Techdeveloper suggests in his case with certain retinal issues, the literature suggests manual surgery is better (I don't recall the details, since I didn't have retinal issues, nor do others I know looking into it, I hadn't paid attention to that). I don't know if its more beneficial in your case or not. I had asked a surgeon if the laser might decrease the risk of retinal detachment  due to less phaco energy being used, and he considered it unlikely since that isn't near the retina. (I was highly myopic so I'm more at risk of retinal detachment, but I've never had any retinal issues). I haven't seen anything published that contradicted his view.
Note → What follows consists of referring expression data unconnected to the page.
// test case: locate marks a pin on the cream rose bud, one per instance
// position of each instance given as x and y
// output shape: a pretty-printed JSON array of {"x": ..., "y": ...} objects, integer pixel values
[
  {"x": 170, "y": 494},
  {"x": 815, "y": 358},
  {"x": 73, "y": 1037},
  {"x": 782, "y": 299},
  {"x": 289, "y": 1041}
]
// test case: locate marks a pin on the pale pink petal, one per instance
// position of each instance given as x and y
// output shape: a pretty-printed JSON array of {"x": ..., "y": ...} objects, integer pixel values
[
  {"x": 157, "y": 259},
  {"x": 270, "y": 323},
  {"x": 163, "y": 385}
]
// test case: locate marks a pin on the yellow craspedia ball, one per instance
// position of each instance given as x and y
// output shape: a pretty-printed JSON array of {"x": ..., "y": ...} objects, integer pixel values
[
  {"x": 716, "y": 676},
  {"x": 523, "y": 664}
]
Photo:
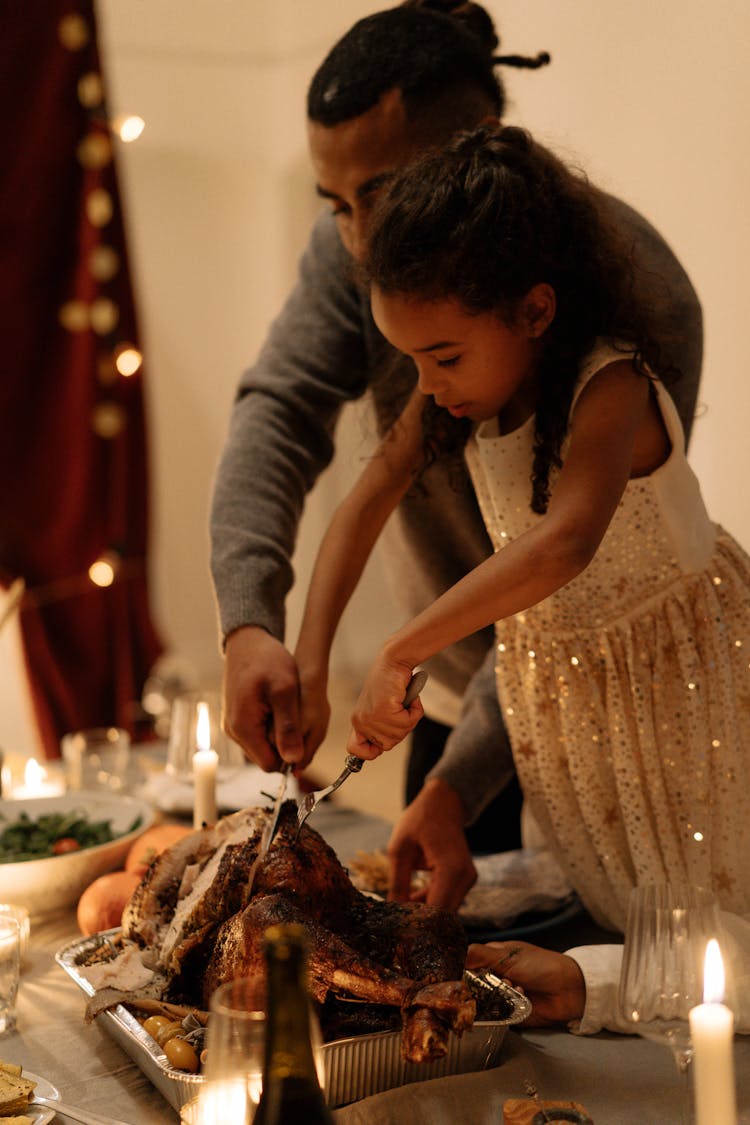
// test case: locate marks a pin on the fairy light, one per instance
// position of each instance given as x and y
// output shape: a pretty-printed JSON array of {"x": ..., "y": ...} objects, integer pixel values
[
  {"x": 128, "y": 360},
  {"x": 104, "y": 570}
]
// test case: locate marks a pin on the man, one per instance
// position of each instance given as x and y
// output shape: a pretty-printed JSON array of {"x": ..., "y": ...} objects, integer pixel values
[{"x": 397, "y": 82}]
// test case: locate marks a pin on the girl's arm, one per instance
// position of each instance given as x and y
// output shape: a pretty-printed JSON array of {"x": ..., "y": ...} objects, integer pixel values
[
  {"x": 343, "y": 554},
  {"x": 612, "y": 430}
]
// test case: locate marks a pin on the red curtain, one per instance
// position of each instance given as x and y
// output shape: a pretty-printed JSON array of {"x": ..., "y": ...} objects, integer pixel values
[{"x": 73, "y": 467}]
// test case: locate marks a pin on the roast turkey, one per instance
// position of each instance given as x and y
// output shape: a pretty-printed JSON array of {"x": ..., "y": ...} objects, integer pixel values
[{"x": 202, "y": 907}]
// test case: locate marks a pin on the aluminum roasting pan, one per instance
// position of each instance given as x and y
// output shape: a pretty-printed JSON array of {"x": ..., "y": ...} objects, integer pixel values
[{"x": 354, "y": 1068}]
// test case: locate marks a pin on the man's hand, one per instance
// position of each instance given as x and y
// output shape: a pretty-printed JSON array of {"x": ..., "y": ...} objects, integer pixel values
[
  {"x": 552, "y": 981},
  {"x": 428, "y": 835},
  {"x": 261, "y": 698}
]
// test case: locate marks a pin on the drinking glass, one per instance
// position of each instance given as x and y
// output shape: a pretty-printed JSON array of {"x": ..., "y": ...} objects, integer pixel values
[
  {"x": 235, "y": 1037},
  {"x": 97, "y": 758},
  {"x": 10, "y": 966},
  {"x": 666, "y": 935}
]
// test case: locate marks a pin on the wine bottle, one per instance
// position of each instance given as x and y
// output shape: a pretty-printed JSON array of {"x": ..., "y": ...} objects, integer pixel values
[{"x": 291, "y": 1094}]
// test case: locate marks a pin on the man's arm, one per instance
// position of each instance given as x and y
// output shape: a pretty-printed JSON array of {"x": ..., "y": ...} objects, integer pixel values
[{"x": 281, "y": 435}]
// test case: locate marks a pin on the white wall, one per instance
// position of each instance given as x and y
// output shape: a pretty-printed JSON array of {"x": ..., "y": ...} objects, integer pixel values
[{"x": 651, "y": 98}]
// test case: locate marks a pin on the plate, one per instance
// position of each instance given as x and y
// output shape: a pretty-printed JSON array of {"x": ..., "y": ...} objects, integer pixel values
[
  {"x": 42, "y": 1114},
  {"x": 47, "y": 885}
]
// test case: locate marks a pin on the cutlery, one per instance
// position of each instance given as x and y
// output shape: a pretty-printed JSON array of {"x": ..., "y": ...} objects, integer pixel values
[
  {"x": 272, "y": 825},
  {"x": 352, "y": 764},
  {"x": 84, "y": 1116}
]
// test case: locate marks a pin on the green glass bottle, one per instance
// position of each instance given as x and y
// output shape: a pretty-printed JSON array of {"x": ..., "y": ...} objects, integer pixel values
[{"x": 291, "y": 1094}]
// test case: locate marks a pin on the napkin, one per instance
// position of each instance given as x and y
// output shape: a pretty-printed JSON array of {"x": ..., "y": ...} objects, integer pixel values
[{"x": 513, "y": 883}]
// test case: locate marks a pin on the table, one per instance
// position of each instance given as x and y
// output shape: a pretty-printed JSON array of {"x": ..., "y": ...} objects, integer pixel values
[{"x": 621, "y": 1080}]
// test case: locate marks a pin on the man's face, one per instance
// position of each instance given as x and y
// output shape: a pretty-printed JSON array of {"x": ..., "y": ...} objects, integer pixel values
[{"x": 353, "y": 160}]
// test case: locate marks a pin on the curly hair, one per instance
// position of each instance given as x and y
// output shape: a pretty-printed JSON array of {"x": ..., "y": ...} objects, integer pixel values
[
  {"x": 481, "y": 222},
  {"x": 433, "y": 51}
]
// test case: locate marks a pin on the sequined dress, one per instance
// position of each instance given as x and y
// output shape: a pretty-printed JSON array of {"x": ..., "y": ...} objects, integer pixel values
[{"x": 626, "y": 693}]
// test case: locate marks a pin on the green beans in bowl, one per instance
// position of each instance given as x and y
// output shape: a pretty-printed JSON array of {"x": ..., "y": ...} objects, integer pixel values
[{"x": 47, "y": 875}]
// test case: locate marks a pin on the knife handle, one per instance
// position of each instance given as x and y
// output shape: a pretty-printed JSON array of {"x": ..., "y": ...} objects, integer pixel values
[{"x": 416, "y": 683}]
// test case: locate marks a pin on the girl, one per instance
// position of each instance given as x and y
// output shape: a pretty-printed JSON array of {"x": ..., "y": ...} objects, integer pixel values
[{"x": 622, "y": 612}]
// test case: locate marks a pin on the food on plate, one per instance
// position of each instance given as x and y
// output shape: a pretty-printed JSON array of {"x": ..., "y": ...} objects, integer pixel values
[
  {"x": 152, "y": 844},
  {"x": 53, "y": 834},
  {"x": 198, "y": 916},
  {"x": 101, "y": 903},
  {"x": 15, "y": 1092},
  {"x": 533, "y": 1110}
]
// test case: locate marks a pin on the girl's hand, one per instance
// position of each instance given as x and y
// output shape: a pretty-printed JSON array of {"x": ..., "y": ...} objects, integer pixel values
[{"x": 380, "y": 721}]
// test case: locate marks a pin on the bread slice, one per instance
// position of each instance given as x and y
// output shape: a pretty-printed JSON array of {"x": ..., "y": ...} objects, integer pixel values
[{"x": 15, "y": 1090}]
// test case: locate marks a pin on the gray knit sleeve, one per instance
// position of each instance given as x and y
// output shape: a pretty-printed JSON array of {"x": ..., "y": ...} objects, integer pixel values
[
  {"x": 477, "y": 762},
  {"x": 281, "y": 432}
]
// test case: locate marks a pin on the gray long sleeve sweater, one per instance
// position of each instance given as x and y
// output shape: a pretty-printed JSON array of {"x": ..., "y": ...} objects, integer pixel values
[{"x": 322, "y": 351}]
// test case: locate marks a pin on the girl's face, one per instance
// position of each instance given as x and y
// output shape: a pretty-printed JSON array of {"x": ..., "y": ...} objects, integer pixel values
[{"x": 475, "y": 366}]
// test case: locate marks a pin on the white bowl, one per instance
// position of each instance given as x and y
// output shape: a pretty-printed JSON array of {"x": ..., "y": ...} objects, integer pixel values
[{"x": 44, "y": 887}]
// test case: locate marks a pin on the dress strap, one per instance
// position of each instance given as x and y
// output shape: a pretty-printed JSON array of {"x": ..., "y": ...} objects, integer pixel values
[{"x": 604, "y": 353}]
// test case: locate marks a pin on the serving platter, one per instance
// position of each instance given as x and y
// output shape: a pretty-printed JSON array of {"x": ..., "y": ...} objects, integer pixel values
[{"x": 354, "y": 1068}]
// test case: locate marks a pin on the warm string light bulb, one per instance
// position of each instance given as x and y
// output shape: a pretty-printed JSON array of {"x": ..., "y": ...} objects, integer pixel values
[
  {"x": 128, "y": 360},
  {"x": 104, "y": 570},
  {"x": 127, "y": 127}
]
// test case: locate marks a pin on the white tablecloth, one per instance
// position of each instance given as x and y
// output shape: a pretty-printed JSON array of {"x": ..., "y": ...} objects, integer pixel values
[{"x": 620, "y": 1080}]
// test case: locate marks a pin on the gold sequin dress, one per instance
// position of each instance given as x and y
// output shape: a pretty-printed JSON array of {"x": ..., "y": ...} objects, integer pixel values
[{"x": 626, "y": 694}]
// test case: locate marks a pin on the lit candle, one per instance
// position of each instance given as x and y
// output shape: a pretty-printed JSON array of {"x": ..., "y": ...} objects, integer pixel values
[
  {"x": 712, "y": 1028},
  {"x": 205, "y": 763},
  {"x": 37, "y": 782}
]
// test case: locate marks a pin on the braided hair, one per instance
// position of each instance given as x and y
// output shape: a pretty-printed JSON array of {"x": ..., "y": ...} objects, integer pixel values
[
  {"x": 481, "y": 222},
  {"x": 433, "y": 51}
]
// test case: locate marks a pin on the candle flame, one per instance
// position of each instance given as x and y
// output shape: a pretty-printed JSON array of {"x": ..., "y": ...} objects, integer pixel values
[
  {"x": 34, "y": 775},
  {"x": 204, "y": 728},
  {"x": 713, "y": 974}
]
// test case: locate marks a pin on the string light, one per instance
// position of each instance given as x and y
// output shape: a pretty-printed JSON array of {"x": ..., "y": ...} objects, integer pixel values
[
  {"x": 128, "y": 127},
  {"x": 127, "y": 360}
]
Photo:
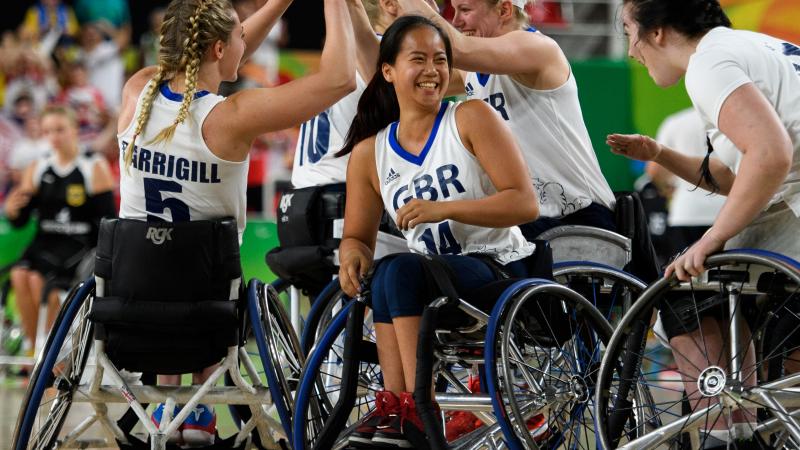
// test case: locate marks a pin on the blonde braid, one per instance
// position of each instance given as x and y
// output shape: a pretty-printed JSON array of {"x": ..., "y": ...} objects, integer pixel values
[
  {"x": 191, "y": 60},
  {"x": 144, "y": 115}
]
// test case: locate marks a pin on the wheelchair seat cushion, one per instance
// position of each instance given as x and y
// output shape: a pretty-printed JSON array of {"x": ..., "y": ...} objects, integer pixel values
[{"x": 167, "y": 304}]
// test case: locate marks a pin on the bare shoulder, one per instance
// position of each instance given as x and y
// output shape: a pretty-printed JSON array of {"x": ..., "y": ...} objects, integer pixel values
[
  {"x": 364, "y": 151},
  {"x": 133, "y": 87},
  {"x": 472, "y": 113}
]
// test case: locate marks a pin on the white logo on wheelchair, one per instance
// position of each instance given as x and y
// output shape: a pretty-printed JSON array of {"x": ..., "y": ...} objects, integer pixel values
[
  {"x": 159, "y": 235},
  {"x": 392, "y": 176},
  {"x": 286, "y": 202}
]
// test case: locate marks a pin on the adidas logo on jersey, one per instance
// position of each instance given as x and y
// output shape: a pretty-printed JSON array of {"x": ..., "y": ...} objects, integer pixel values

Newer technology isn't guaranteed to mean better initially (even if it has the potential to be so in the future), as I've observed from decades in the high tech world. It is often merely different.  In the case of IOL technology, I felt the newest lens had enough benefit to go to the trouble to travel to Europe to get it. Usually with a new technology, especially one with higher costs, the issue is for it to demonstrate an advantage, which it isn't clear the laser has yet except in certain cases like with a mature cataract. I chose  manual surgery  even though my surgeon offered laser treatment ( for not much more so cost wasn't a factor, since its much lower cost in the Czech Republic where I went), he didn't see any real advantage in my simple case.

Even though people are also led to expect more expensive means higher quality, in a case like this that may or may not be the case depending on the person's situation. Unfortunately the technology is changing all the time, which may mean it has a benefit that isn't yet demonstrated... or a complication (like say due to a new software bug for a laser) that hasn't yet been noticed since its still a rare glitch that will only be noticed in a large statistical study.